L’Union européenne contre les paradis fiscaux : un combat perdu d’avance ?
Le Conseil européen vient de publier sa liste noire des paradis fiscaux, en réaction au récent scandale des « Paradise Papers ». Cette enquête, menée par le Consortium international des journalistes d’investigation (ICIJ), a fourni à l’Union européenne une opportunité idéale pour remettre la question des paradis fiscaux au centre des débats. En effet, les multinationales et grandes fortunes européennes profitent des politiques d’optimisation fiscale menées par ces territoires pour contourner les taxations des pays où ils investissent. L’évasion fiscale coûte tout de même près de 1000 milliards d’euros par an à l’Union européenne. Cette liste noire a pour ambition de régulariser les pratiques fiscales à l’échelle de la planète pour pallier à ces inégalités d’imposition. Néanmoins, la lutte contre les paradis fiscaux exacerbe toutes les contradictions de l’Europe actuelle, où chaque État cherche à faire valoir ses intérêts.
Une liste noire victime d’enjeux politiques
Pierre Moscovici, l’actuel commissaire européen à la fiscalité qui a donné son nom à cette liste noire, achève un combat qu’il mène depuis déjà trois ans. En effet, l’ancien ministre des Finances français a proposé dès 2014 une liste qui faisait la synthèse des listes noires de 18 des États membres de l’Union. Jean-Claude Junker, alors récemment devenu Président de la Commission européenne, a soutenu cette liste après le dévoilement des stratégies d’optimisation fiscale luxembourgeoises («Luxleaks»), dont il a pourtant été président pendant 18 ans. Cette liste contenait alors 30 noms, mais pas celui du Luxembourg.

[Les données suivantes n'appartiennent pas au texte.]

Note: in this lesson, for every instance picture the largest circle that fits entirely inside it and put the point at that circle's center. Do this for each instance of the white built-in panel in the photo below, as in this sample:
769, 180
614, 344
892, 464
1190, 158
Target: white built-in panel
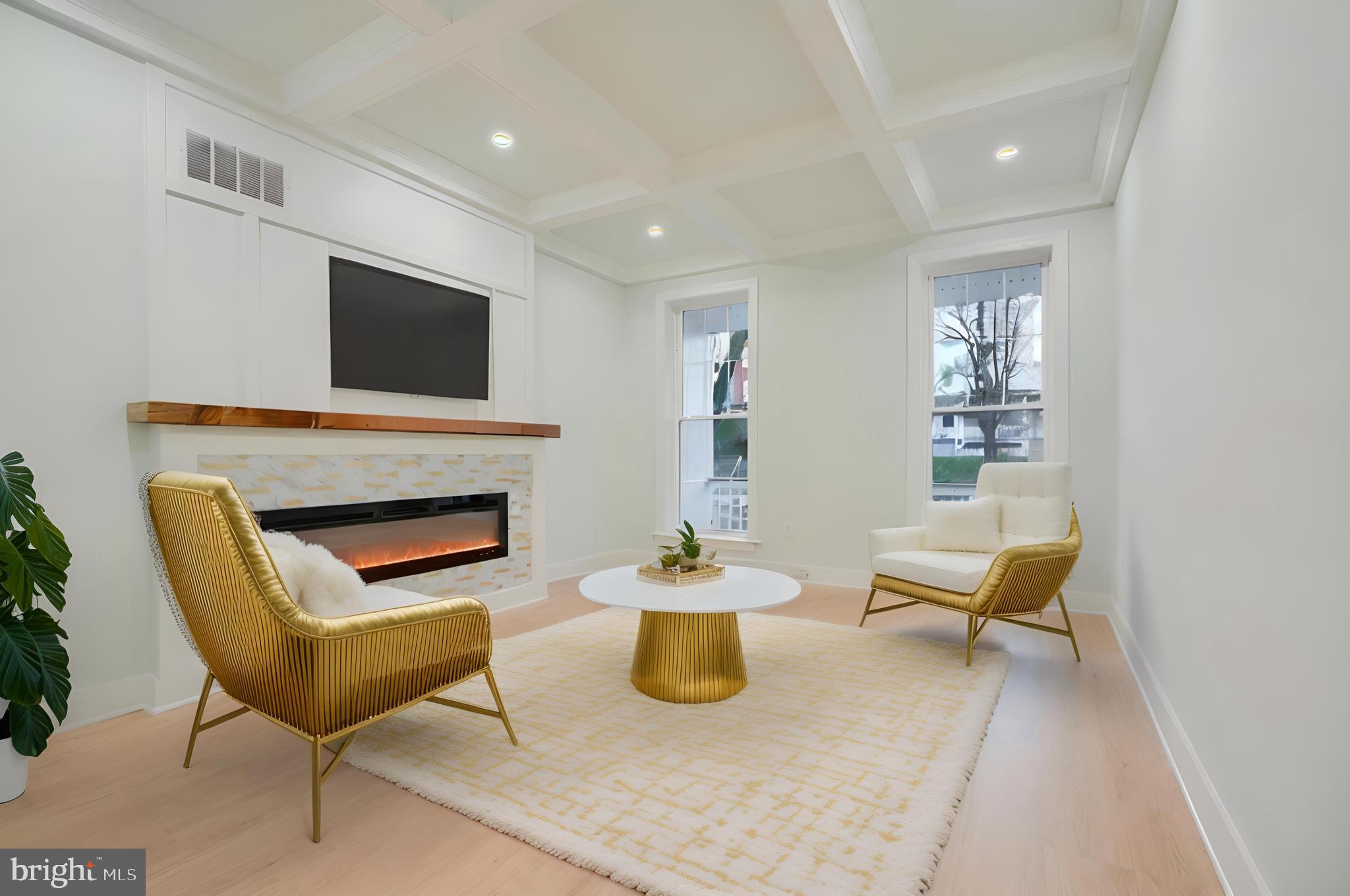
291, 333
345, 203
194, 347
510, 368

Après le scandale des « Panama Papers » qui éclate en avril 2016, la Commission décide voir plus grand. Elle définit un paradis fiscal selon trois critères : le manque de transparence, des pratiques fiscales déloyales et des taux d’impositions sur les bénéfices nuls. 92 juridictions comportent alors au moins un des trois critères, et figurent sur la nouvelle liste Moscovici. Parmi eux, Monaco, la Turquie, le Brésil ou encore les États-Unis, mais aucun Etat membre de l’Union européenne. Néanmoins, la Commission se heurte de nouveau aux réclamations de certains États membres. Le Royaume-Uni, qui vient de voter le Brexit, veut préserver les montages financiers des territoires qui lui sont rattachés, comme les îles Caïmans, les îles Vierges britanniques ou l’île de Man. Le Luxembourg, les Pays-Bas ou l’Irlande attirent également certaines entreprises de par leur juridiction avantageuse, et s’opposent au critère de taux zéro. Ce dernier devient alors seulement un « indicateur » et non plus un critère de définition des paradis fiscaux.

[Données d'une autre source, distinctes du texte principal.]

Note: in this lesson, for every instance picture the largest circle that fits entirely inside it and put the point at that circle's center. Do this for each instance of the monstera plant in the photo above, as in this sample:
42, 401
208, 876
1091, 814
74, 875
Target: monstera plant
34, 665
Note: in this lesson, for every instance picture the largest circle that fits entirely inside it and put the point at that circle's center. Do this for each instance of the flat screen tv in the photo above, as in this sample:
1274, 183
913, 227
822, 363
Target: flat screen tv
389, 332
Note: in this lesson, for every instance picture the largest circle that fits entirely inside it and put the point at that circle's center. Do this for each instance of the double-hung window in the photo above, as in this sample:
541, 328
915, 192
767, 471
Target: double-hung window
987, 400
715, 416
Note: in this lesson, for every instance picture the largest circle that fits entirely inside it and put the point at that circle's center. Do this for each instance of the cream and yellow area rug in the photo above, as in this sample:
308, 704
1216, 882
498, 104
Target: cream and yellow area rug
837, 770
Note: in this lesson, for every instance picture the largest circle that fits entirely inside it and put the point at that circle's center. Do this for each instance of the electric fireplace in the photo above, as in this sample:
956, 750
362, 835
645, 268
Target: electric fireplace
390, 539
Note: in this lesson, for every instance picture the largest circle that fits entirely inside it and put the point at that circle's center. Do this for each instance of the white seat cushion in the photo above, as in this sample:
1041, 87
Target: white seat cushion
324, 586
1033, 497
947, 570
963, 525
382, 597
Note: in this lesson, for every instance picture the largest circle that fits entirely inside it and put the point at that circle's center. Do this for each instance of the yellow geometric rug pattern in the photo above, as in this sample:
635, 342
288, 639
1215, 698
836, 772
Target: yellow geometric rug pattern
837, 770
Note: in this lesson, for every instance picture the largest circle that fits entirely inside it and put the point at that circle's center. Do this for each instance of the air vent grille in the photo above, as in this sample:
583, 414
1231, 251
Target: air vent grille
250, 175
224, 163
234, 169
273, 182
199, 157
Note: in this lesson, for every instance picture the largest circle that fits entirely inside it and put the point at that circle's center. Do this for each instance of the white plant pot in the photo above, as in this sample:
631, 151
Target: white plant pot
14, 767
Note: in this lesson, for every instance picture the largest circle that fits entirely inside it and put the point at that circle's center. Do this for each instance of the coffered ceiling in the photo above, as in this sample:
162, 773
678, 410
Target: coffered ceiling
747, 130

La marge de manœuvre de la liste Moscovici semble très réduite
Cette révolution politique que l’Union européenne voulait amorcer fait alors pâle figure. De nombreuses États et territoires s’engagent à suivre le « Code de conduite » rédigé par le Conseil européen, et sortent in extremis de la liste noire. Finalement, seules 17 juridictions figurent sur la liste Moscovici. On peut noter l’absence des Îles Vierges, des les Îles Caïmans, de Hong-Kong, de Singapour, et de la Chine. De plus, aucune sanction n’est pour l’instant envisagée par l’Union européenne contre ces territoires, ce qui risquerait de rendre cette liste caduque.

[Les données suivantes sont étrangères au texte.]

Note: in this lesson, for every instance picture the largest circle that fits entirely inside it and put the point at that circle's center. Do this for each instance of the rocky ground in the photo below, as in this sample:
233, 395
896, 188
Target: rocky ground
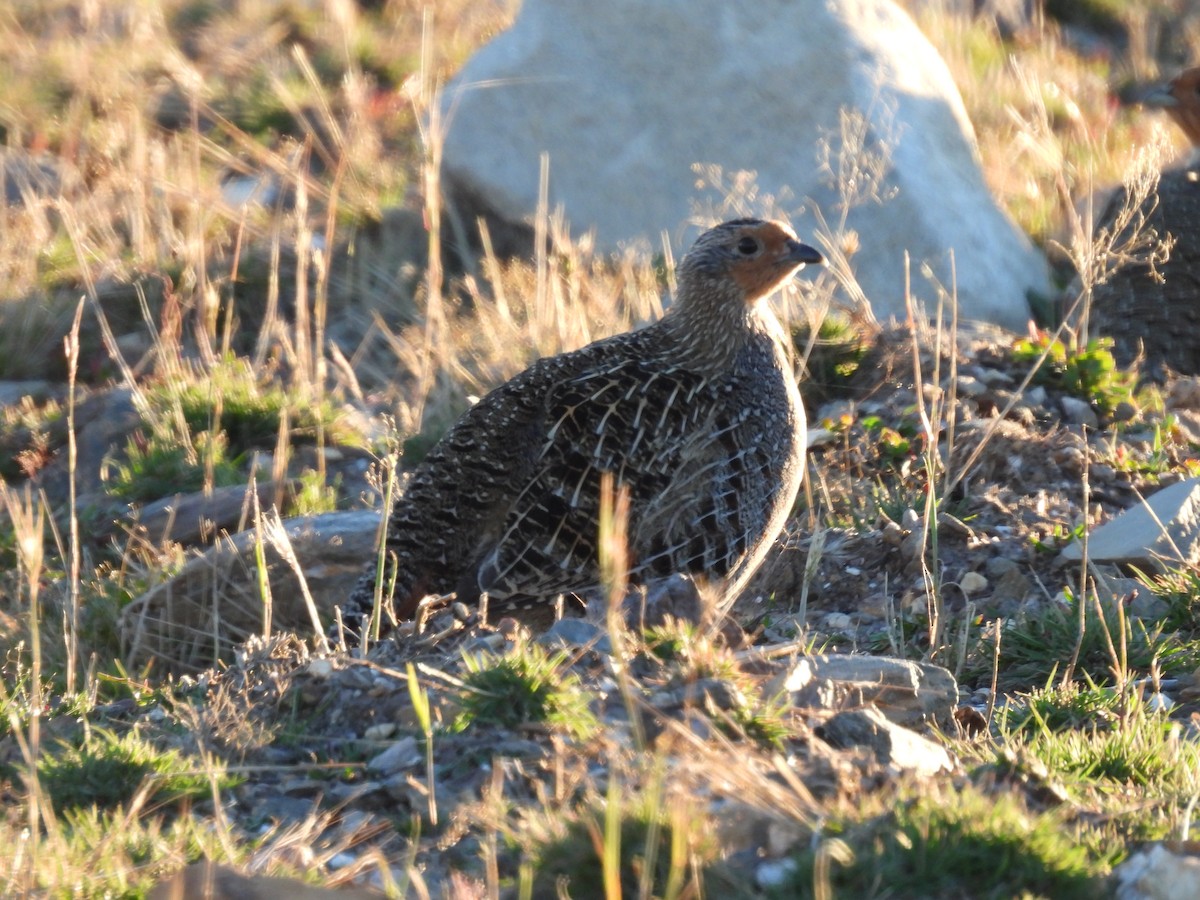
807, 705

Enfin, il existe déjà plusieurs autres listes du même type, publiées par d’autres organisations. L’OCDE a par exemple publié sa propre liste en 2009, en réaction à la crise des subprimes : 4 pays étaient sur liste noire (Costa Rica, Malaisie, Philippines et Uruguay) et 38 pays sur liste grise. Aujourd’hui, seule la République de Trinité-et-Tobago figure sur la liste noire, bien que les problèmes de juridiction fiscale semblent loin d’être réglés.
Il est encore trop tôt pour statuer de l’efficacité de la liste Moscovici, mais les défis qu’elle va devoir relever sont majeurs. Avec cette liste, l’Union européenne peut soit s’affirmer comme une entité politique de premier rang et moteur d’un nouveau cadre économique mondial, soit rappeler au reste du monde ses difficultés à rassembler ses États membres autour d’un projet commun. Dans le même temps, les paradis fiscaux continuent d’adapter leurs juridictions pour s’assurer de rester dans la légalité. Le récent scandale des « Paradise Papers » a marqué l’opinion publique de par le dévoilement d’activités considérées comme « légales ». Si des montages financiers tels que ceux découverts le mois dernier sont autorisés, il semblerait qu’il faille revoir tout notre système économique, et non pas seulement celui de certains territoires. Pour l’instant, les paradis fiscaux semblent encore loin de disparaître.